For non-overlapping time intervals $[t_1, t_2]$ and $[t_3, t_4]$ where $t_2 \leq t_3$:

\[W(t_2) - W(t_1) \text{ is independent of } W(t_4) - W(t_3)\]

Meaning: What happens in one time interval doesn’t affect what happens in a non-overlapping interval. The process has “no memory” between disjoint time periods.

Example: If a particle moves 2 units right between $t=0$ and $t=1$, this tells us nothing about whether it will move left or right between $t=3$ and $t=4$.

Why it matters: Crucial for mathematical tractability. Allows us to analyze the process in segments and combine results.

Property 3: Stationary Gaussian Increments

For any $s < t$:

\[W(t) - W(s) \sim \mathcal{N}(0, t - s)\]

Meaning:

  • Stationary: The distribution depends only on the time difference $(t-s)$, not on absolute time
  • Gaussian: The increment follows a normal distribution
  • Variance grows linearly: $\text{Var}[W(t) - W(s)] = t - s$

Implications:

  • $\mathbb{E}[W(t) - W(s)] = 0$ (zero drift on average)
  • Longer time intervals → larger variance → more spread
  • Since $W(0) = 0$, we have $W(t) \sim \mathcal{N}(0, t)$

Why it matters: Gaussian distributions are mathematically tractable and arise naturally from the Central Limit Theorem (sum of many small random shocks).

Property 4: Continuous Paths

\[W(t) \text{ is continuous in } t \text{ (almost surely)}\]

Meaning: Brownian motion paths are continuous functions of time—no jumps or discontinuities. You can draw the path without lifting your pen.

Counterintuitive fact: Despite being continuous, Brownian motion is nowhere differentiable with probability 1. The paths are infinitely “jagged.”

Why it matters: Distinguishes Brownian motion from jump processes (like Poisson processes). Continuity is essential for Itô calculus.

Visual Exploration

Brownian Motion Properties

Figure: Comprehensive visualization of Brownian motion’s mathematical properties.

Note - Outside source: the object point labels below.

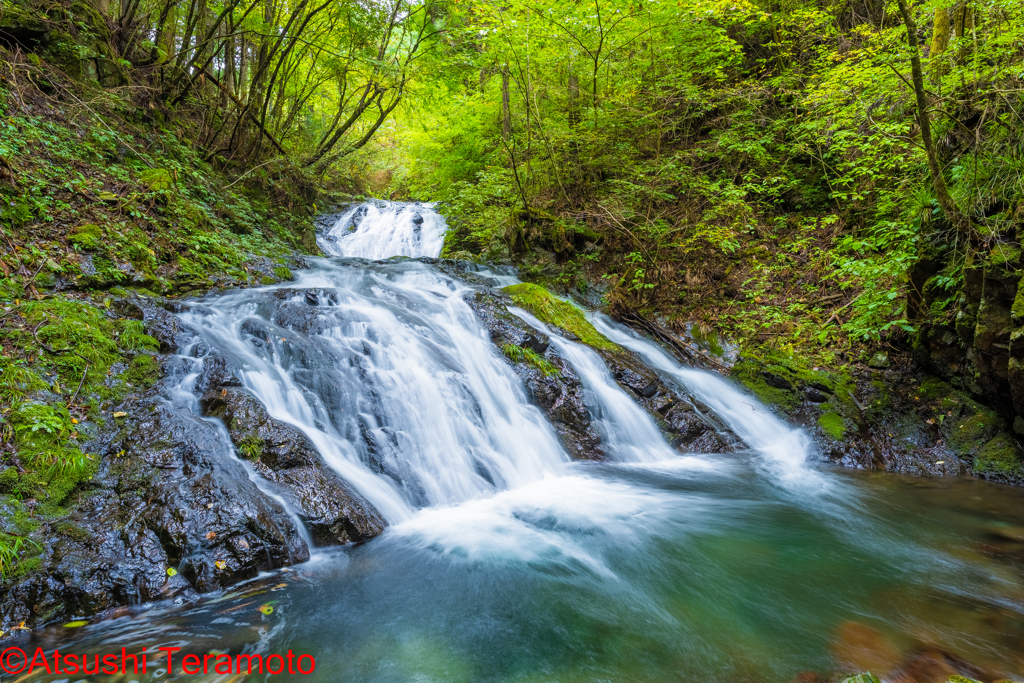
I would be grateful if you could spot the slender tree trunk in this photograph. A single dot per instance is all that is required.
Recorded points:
(940, 41)
(506, 104)
(949, 208)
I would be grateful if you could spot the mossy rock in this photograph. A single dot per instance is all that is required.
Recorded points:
(88, 237)
(552, 310)
(157, 179)
(832, 423)
(967, 434)
(779, 379)
(8, 480)
(62, 52)
(862, 678)
(999, 456)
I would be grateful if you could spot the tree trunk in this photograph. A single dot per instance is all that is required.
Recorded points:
(573, 99)
(506, 105)
(940, 40)
(949, 208)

The five panels demonstrate: (1) multiple continuous paths starting from zero, (2) independent increments over non-overlapping intervals, (3) Gaussian distribution of values at different times with variance increasing linearly, (4) scaling property showing equivalence between time-scaling and amplitude-scaling, and (5) quadratic variation converging to T as the partition becomes finer.

Panel Interpretations

Top Panel - Continuous Paths:

  • 8 different realizations of Brownian motion
  • All start at $W(0) = 0$
  • Each follows its own random trajectory
  • Notice the “roughness”—paths change direction constantly

Middle Left - Independent Increments:

  • Single Brownian path with highlighted segments
  • Each colored segment represents $\Delta W_i = W(t_{i+1}) - W(t_i)$
  • The numerical values show the increments
  • These increments are statistically independent

Middle Right - Gaussian Distribution:

  • Histograms show empirical distribution of $W(t)$ at three times
  • Overlaid curves show theoretical $\mathcal{N}(0, t)$ distributions
  • Notice how variance increases with time: $\sigma^2 = t$
  • Perfect match validates the Gaussian increment property

Bottom Left - Scaling Property:

  • Demonstrates self-similarity: $W(ct) \stackrel{d}{=} \sqrt{c} \, W(t)$
  • Time-scaled paths (solid lines) match amplitude-scaled paths (dashed lines)
  • Fundamental to understanding diffusion at different scales

Bottom Right - Quadratic Variation:

  • Shows $\sum [W(t_{i+1}) - W(t_i)]^2$ for increasingly fine partitions
  • Converges to $T$ (the time horizon)
  • This is the mathematical foundation of Itô calculus: $(dW)^2 = dt$

Key Mathematical Properties

Scaling Property

\[W(ct) \stackrel{d}{=} \sqrt{c} \, W(t) \quad \text{for any } c > 0\]

Proof sketch:

  • Left side: $W(ct) - W(0) = W(ct) \sim \mathcal{N}(0, ct)$
  • Right side: $\sqrt{c} \, W(t) \sim \mathcal{N}(0, c \cdot t)$
  • Both have the same distribution!

Physical interpretation: Brownian motion looks statistically the same at different time scales, just stretched or compressed in amplitude.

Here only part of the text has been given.